While Article 6 is a big win for the international carbon market, there is still much work to be done to get carbon trading off the ground and create the momentum to reduce atmospheric emissions at the pace required to meet global reduction goals and limit global warming to 1.5 degrees.
While Article 6 might inform some of the future guidelines for voluntary markets, there are few guidelines to date.
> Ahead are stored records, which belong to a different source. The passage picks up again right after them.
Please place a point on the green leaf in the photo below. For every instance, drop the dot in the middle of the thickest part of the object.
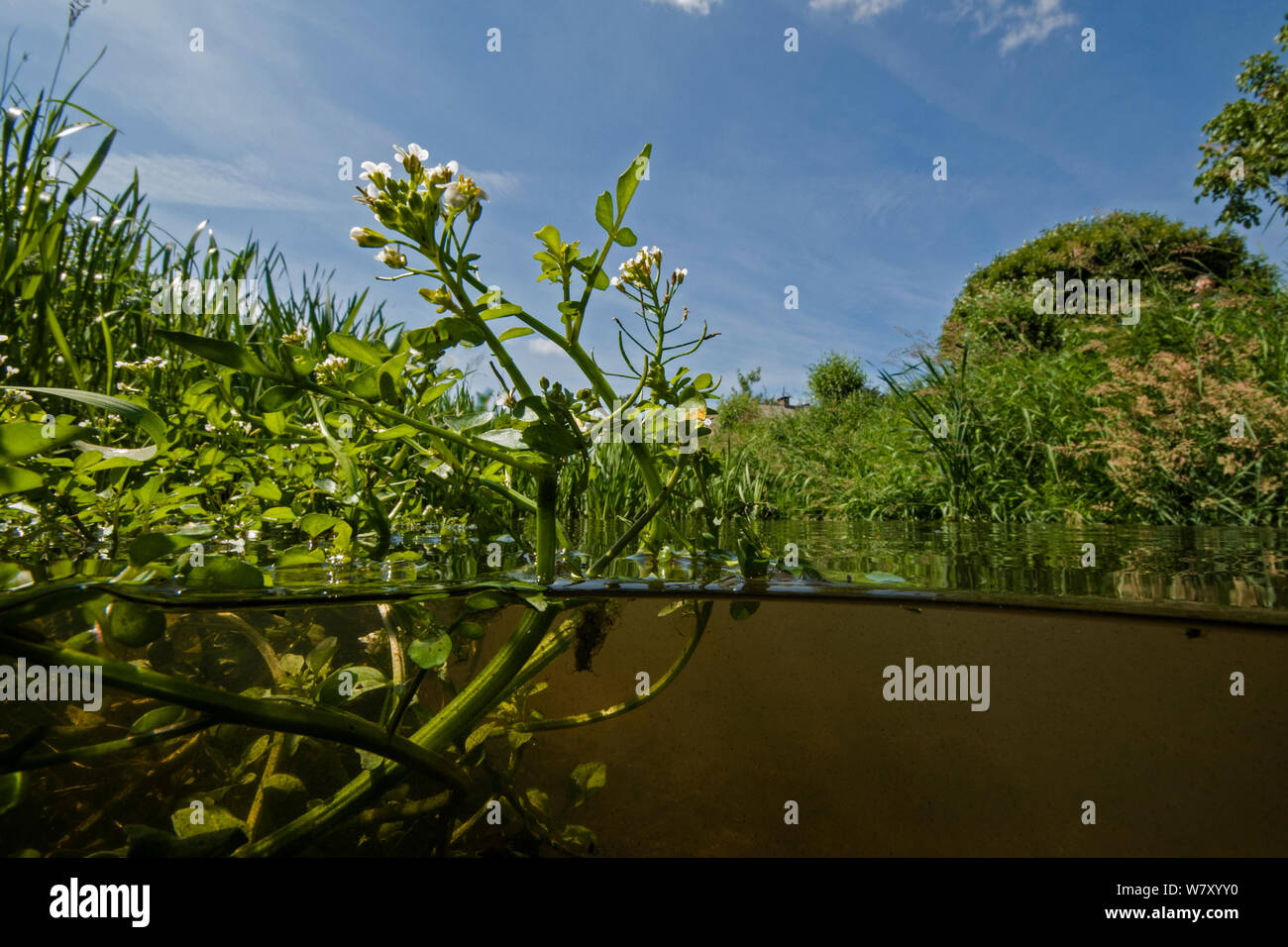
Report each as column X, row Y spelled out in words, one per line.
column 366, row 384
column 267, row 489
column 552, row 440
column 16, row 479
column 300, row 556
column 316, row 523
column 430, row 652
column 21, row 440
column 585, row 781
column 215, row 818
column 502, row 437
column 549, row 235
column 604, row 211
column 153, row 425
column 156, row 719
column 485, row 600
column 322, row 654
column 884, row 578
column 12, row 789
column 630, row 179
column 219, row 351
column 355, row 350
column 134, row 625
column 222, row 573
column 348, row 684
column 580, row 836
column 397, row 431
column 278, row 397
column 284, row 783
column 154, row 545
column 540, row 801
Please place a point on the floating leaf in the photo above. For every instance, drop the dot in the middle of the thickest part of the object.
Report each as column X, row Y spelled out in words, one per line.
column 884, row 578
column 134, row 625
column 219, row 351
column 355, row 350
column 222, row 573
column 604, row 211
column 154, row 545
column 156, row 719
column 348, row 684
column 21, row 440
column 430, row 652
column 585, row 781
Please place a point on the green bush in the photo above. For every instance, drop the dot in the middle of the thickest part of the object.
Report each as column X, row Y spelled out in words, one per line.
column 995, row 312
column 836, row 377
Furthermore, because voluntary markets encourage participation via offsets, many worry that the focus on offsets could distract from the trickier business of taking significant actions to reduce carbon associated with business operations.
A recent report from South Pole found that for companies setting new net zero targets, over 60% have either set targets far into the future, or no clear target dates at all. 76% of companies stated that renewable energy will be a top strategy for reaching net zero, and only 48% are exploring ways to decarbonize their supply chains by addressing Scope 3 emissions.
As voluntary markets evolve, we will likely see more rules and guidelines to help govern market behaviors and provide more detailed frameworks for sectors like real estate. With the increase in state and local regulations, like New York’s Local Law 97, there may be new opportunities for commercial real estate to participate; some regulations may even incentivize building owners to focus on operational efficiency and discourage offsetting. For example, New York is conducting a study on the feasibility of rolling out a carbon market to help building owners comply with its new local law through a regulated carbon exchange/trading system. In all, we expect carbon markets – both voluntary and regulatory – to expand in scope and participation as momentum around ESG continues to grow.